Keep your ears open for their whistling calls.

Sunday, 8 November 2015

Little Egrets hit double figures

The wet weather continued into Saturday and so did the 7 Little Egrets on the Hemel moors. More importantly, 7 became 8 and we hit double figures, TEN(!), for the total number of individuals visiting the Bulbourne in the last couple of months.

For a brief spell, the rain stopped and the sun came out. 5 Little Egrets on Bulbourne Meadow, 7/11/2015

Yesterday, 5 birds had gathered on Bulbourne Meadow and 3 were hanging out on Fishery Moor. Amongst them were the same 2 colour-ringed individuals as the previous day. That meant, we’d gained another un-ringed bird, probably attracted to the site by the large gathering. It was also interesting to note that 3 immature Grey Herons were also on Bulbourne Meadow and at least 1 other immature bird, probably 2 more, were further upstream. The most I'd seen on previous visits were 2 immature birds.

So, we’ve had 6 un-ringed and 4 ringed Little Egrets frequent the moors in the last 9 weeks. That’s pretty good going for an area which experiences frequent disturbance from pedestrians, runners, dogs, etc.

Saturday, 7 November 2015

9 Little Egrets in 9 weeks & Fieldfares arrive

Yesterday, I think the awful weather was to our advantage as it grounded a flock of 5 Little Egrets, 4 of which were new in, on Fishery Moor. The 2 other regular adults were feeding downstream in their favoured areas, making a total of 7 Little Egrets on the moors yesterday afternoon.

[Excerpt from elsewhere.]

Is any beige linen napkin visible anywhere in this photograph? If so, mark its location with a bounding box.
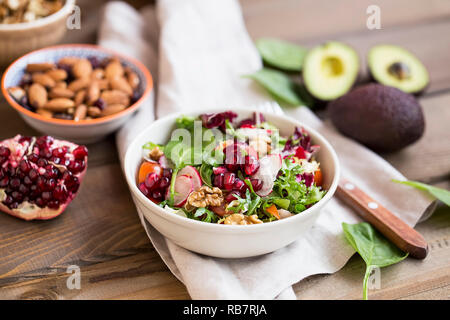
[99,0,431,299]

The group of 5 Little Egrets, including 2 colour-ringed birds, on Fishery Moor, 06/11/2015

The group of 5 included 2 colour-ringed birds, one of which was new in: RBM; LAON(9); RAYN(D), BTO ring GR24046. This individual came from the first ever nest at Verulamium Park in St Albans, ringed on 9th June 2014 by Barry Trevis. It had 3 siblings. In Autumn that year, it was spotted at Startop’s End reservoir, Tring. Finally, it was observed at the end of last year, in December 2014, in the Chaulden area of Hemel. Where it’s been for the last 11 months is anyone’s guess!

Video still, showing the new colour-ringed bird

In the last 9 weeks, the Box Moor Trust land along the River Bulbourne has been host to at least 9 LITTLE EGRETS: 2 regular un-ringed birds, 3 un-ringed visitors (yesterday) and 4 ringed birds, the latest of which carried the number 9.

Ringed birds:
LAON(9); RAYN(H). BTO ring GR24085, first spotted 03/09/2015 (caught toe)
LAON(H); RAYN(F). BTO ring GR24083, first spotted 04/09/2015
LAON(H); RAYN(C). BTO ring GR24066, first spotted 20/10/2015
LAON(9); RAYN(D). BTO ring GR24046, first spotted 06/11/2015

In other news, I caught up with the Fieldfares at the beginning of last week. On Tuesday, there was a small flock of 11 at Westbrook Hay and another of about 10 in dense scrub at the Brickworks. These birds have likely come from Scandinavia, Finland or northwest Russia and do end up frequently associating with Redwings, as was the case at the Brickworks. Keep your ears peeled for that chack, chack, chack call.